Posted: February 6, 2011 in biochemistry, chemistry

Ahhhh carbs. We all love them, we all love to hate them.

But what is it about a freshly boiled bagel, a pile of spaghetti, or a blueberry muffin that tempts us so? Well, that’s another discussion for another post. Namely, hormones. Which is two other posts, actually – lipids and polypeptides (protein).

For now, let’s try to understand the nature of the beast. What exactly is a carbohydrate? Are all carbs created equal? What’s the difference between “simple” and “complex” – and should I care?

Saccharides, generically called carbohydrates, are one of the four major categories of macromolecules – remember, this means that they have a carbon backbone with a characteristic functional group attached; additionally, they are polymerized into larger (more complex) molecules via dehydration (condensation) synthesis reactions and broken down in your cells using hydrolysis.

The monomers of carbohydrates, called monosaccharides, all have the same basic empirical formula: Cm(H2O)n. What this means is that the associated functional group is actually two hydrogens and an oxygen atom. For our purposes, remember this: The basic formula for a sugar is some multiple of (CH2O). For example, glucose has the chemical formula C6H12O6 – which is the basic sugar code times six. –Click here, click here!! JMol Glucose

Sugars and their polymers (polysaccharides) are the products of photosynthesis – these compounds are created to store the radiation energy from sunlight in tangible form. During that conversion process, energy becomes trapped in the chemical bonds holding together each atom in the sugar molecule. This potential energy can then be stored for later use, or be consumed by a secondary organism (such as us!).

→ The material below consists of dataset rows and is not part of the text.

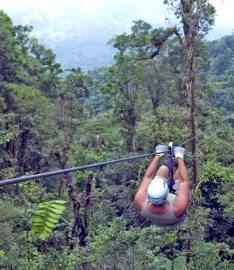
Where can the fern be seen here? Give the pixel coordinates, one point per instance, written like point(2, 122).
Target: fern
point(46, 217)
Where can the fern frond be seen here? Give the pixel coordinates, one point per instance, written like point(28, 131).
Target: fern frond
point(46, 217)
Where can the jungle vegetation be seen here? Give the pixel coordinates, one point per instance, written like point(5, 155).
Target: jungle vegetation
point(166, 84)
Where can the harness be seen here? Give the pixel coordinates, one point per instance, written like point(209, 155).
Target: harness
point(171, 181)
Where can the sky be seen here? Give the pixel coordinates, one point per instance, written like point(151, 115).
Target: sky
point(58, 17)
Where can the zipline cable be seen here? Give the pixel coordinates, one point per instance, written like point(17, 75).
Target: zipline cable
point(80, 168)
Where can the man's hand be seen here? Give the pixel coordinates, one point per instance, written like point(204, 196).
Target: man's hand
point(179, 152)
point(160, 150)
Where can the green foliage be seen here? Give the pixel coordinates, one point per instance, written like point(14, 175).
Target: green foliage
point(130, 107)
point(46, 217)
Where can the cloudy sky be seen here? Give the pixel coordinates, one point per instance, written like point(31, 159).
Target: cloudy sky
point(58, 17)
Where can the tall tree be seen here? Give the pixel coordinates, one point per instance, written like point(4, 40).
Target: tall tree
point(122, 90)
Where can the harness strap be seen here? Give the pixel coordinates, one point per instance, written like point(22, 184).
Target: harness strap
point(170, 166)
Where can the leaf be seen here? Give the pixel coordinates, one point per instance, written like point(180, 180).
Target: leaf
point(46, 217)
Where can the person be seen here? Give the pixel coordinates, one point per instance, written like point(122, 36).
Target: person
point(153, 198)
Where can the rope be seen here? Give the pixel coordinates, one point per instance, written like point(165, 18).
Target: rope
point(80, 168)
point(52, 173)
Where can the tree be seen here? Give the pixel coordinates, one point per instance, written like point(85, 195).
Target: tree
point(123, 90)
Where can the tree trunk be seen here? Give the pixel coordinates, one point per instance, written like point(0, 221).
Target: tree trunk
point(77, 223)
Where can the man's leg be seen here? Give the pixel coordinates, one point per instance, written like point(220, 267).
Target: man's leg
point(163, 171)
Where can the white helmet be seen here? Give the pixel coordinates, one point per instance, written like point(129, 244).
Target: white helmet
point(158, 190)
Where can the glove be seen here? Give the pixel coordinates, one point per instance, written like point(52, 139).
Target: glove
point(159, 149)
point(179, 152)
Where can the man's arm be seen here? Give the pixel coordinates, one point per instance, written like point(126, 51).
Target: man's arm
point(182, 200)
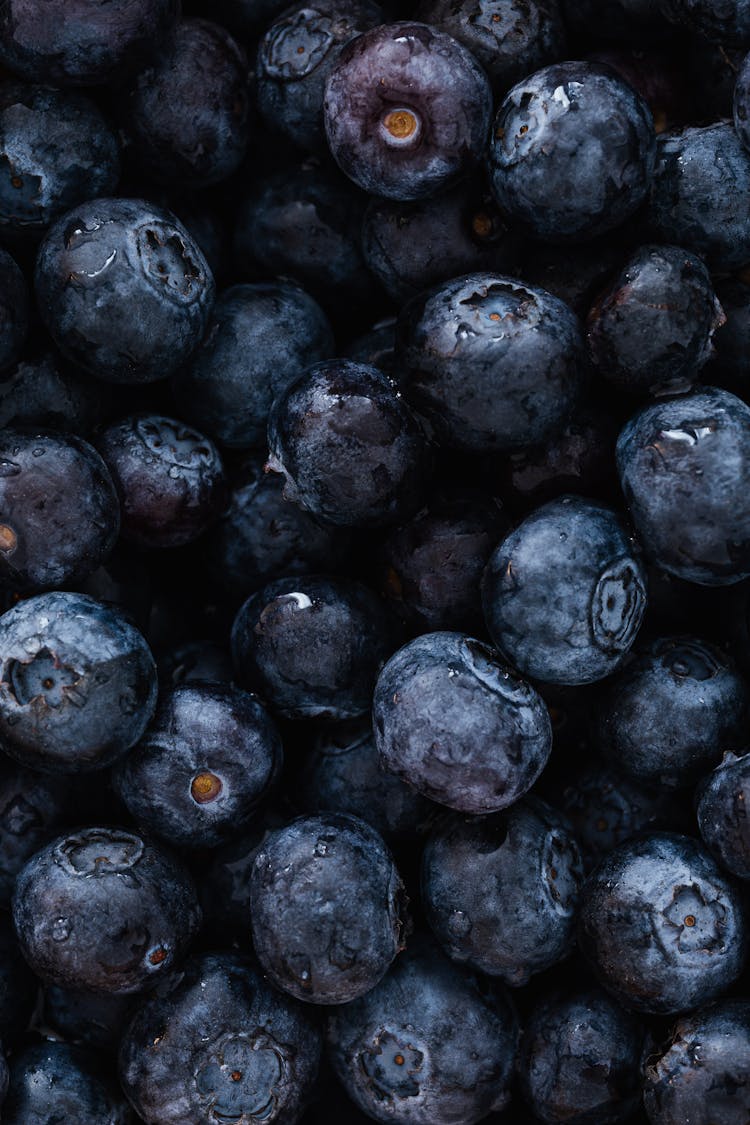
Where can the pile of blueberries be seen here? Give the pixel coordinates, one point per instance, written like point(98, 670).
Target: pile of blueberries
point(375, 561)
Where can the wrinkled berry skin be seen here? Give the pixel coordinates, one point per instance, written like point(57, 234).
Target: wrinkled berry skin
point(169, 477)
point(351, 450)
point(187, 115)
point(401, 1060)
point(206, 1024)
point(580, 1060)
point(565, 593)
point(572, 151)
point(523, 347)
point(59, 510)
point(102, 909)
point(702, 1074)
point(56, 150)
point(684, 467)
point(661, 925)
point(406, 110)
point(124, 289)
point(326, 907)
point(313, 646)
point(672, 711)
point(459, 726)
point(699, 196)
point(260, 338)
point(722, 818)
point(296, 56)
point(208, 759)
point(500, 891)
point(651, 331)
point(81, 42)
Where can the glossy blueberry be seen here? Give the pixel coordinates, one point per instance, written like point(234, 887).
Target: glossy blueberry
point(313, 646)
point(102, 909)
point(80, 42)
point(663, 928)
point(295, 57)
point(215, 1043)
point(124, 289)
point(350, 449)
point(701, 195)
point(327, 908)
point(672, 711)
point(572, 151)
point(651, 330)
point(260, 338)
point(169, 477)
point(210, 756)
point(59, 510)
point(454, 722)
point(580, 1060)
point(523, 347)
point(565, 592)
point(692, 516)
point(401, 1060)
point(406, 110)
point(500, 891)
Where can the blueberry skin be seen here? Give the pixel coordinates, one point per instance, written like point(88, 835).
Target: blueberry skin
point(661, 925)
point(81, 42)
point(668, 716)
point(59, 510)
point(295, 57)
point(313, 646)
point(722, 818)
point(124, 289)
point(187, 114)
point(170, 479)
point(525, 352)
point(216, 1043)
point(327, 908)
point(259, 340)
point(351, 450)
point(500, 891)
point(572, 151)
point(406, 110)
point(54, 1081)
point(580, 1060)
point(210, 756)
point(651, 330)
point(105, 910)
point(401, 1060)
point(684, 467)
point(56, 151)
point(565, 593)
point(702, 1074)
point(459, 726)
point(699, 196)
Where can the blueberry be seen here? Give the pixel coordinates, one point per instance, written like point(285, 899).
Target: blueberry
point(102, 909)
point(692, 516)
point(260, 338)
point(400, 1055)
point(565, 593)
point(215, 1043)
point(663, 928)
point(523, 347)
point(350, 449)
point(59, 510)
point(406, 110)
point(124, 289)
point(459, 726)
point(572, 151)
point(500, 891)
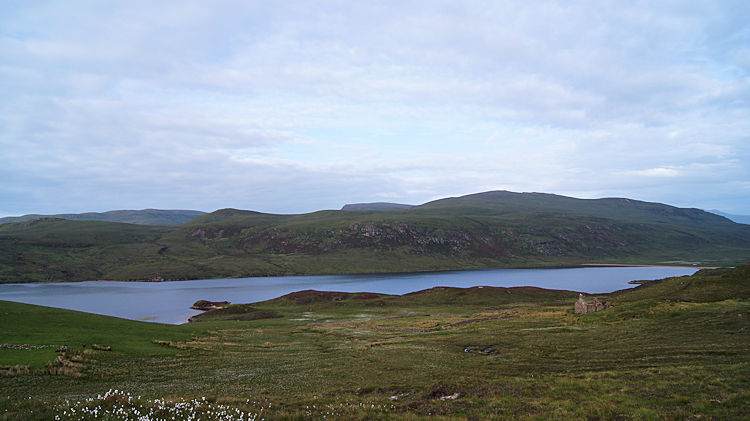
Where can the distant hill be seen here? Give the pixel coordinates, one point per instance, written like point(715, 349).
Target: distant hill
point(140, 217)
point(742, 219)
point(491, 229)
point(376, 206)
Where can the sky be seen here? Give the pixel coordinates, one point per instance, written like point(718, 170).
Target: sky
point(296, 106)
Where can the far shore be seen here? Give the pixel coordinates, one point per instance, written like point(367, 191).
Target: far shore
point(646, 266)
point(571, 266)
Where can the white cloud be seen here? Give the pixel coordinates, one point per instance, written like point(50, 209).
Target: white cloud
point(297, 106)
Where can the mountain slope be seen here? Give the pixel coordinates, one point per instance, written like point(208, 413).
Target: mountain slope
point(740, 219)
point(493, 229)
point(375, 206)
point(140, 217)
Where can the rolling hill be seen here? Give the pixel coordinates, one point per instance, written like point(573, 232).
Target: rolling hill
point(492, 229)
point(139, 217)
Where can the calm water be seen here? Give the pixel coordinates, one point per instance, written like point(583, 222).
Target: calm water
point(169, 302)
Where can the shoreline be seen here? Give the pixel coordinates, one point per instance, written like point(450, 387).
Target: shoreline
point(570, 266)
point(618, 265)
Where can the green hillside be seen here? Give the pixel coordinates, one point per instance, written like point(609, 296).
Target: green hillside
point(675, 348)
point(140, 217)
point(493, 229)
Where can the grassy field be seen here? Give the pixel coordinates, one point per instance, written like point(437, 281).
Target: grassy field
point(678, 348)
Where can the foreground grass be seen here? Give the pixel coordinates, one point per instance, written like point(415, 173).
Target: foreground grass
point(676, 348)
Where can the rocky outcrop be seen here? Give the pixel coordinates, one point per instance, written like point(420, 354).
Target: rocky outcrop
point(582, 307)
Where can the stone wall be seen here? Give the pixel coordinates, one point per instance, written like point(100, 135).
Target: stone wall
point(582, 307)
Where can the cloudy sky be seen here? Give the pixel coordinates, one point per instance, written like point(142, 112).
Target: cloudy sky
point(286, 106)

Monosaccharides, or simple sugars, can be condensed together to form polysaccharide chains, becoming more complex(!) as they get longer and branch into bulkier forms. The more complex they become, the more potential energy they store in all those new chemical bonds. In plants, shorter saccharides, such as natural fructose, give sweetness and quick energy when we consume them, such as in fruit. Longer saccharide chains, such as starches, can take our bodies much longer to break down. Some sugar compounds are so complex that our bodies are incapable of breaking them down into the constituent sugar monomers (subunits); we generally call things in this class “fiber” – it passes pretty much right through us without being utilized for fuel. Even if we could process these compounds, our body makes the economical decision that it would cost more energy than we would gain.

Unlike plants, you and I do not store excess carbohydrates in our body. When we consume sugar polymers, we use them right away for short-term fuel supplies. A relatively small, finite amount more is stored as glycogen in liver and muscle tissue.

This is utilized in maintaining stable blood glucose levels and is available during the epinephrine (adrenaline) -induced “flight-or-fight”  response, and is what you are replenishing when you eat 30-90 minutes after a tough workout. Aside from building new muscle mass, however, there is no way to make your body store extra glycogen. Beyond this small reserve, any surplus sugars we consume are converted for storage into – you guessed it! – fatty acids. Lipids are our bodies’ preferred form of long-term potential energy storage molecules.

When you’re reading those ingredient lists, look for anything ending in “-ose” – this is the sugar suffix in chemical nomenclature, used to designate compounds your body utilizes as a short-term fuel supply.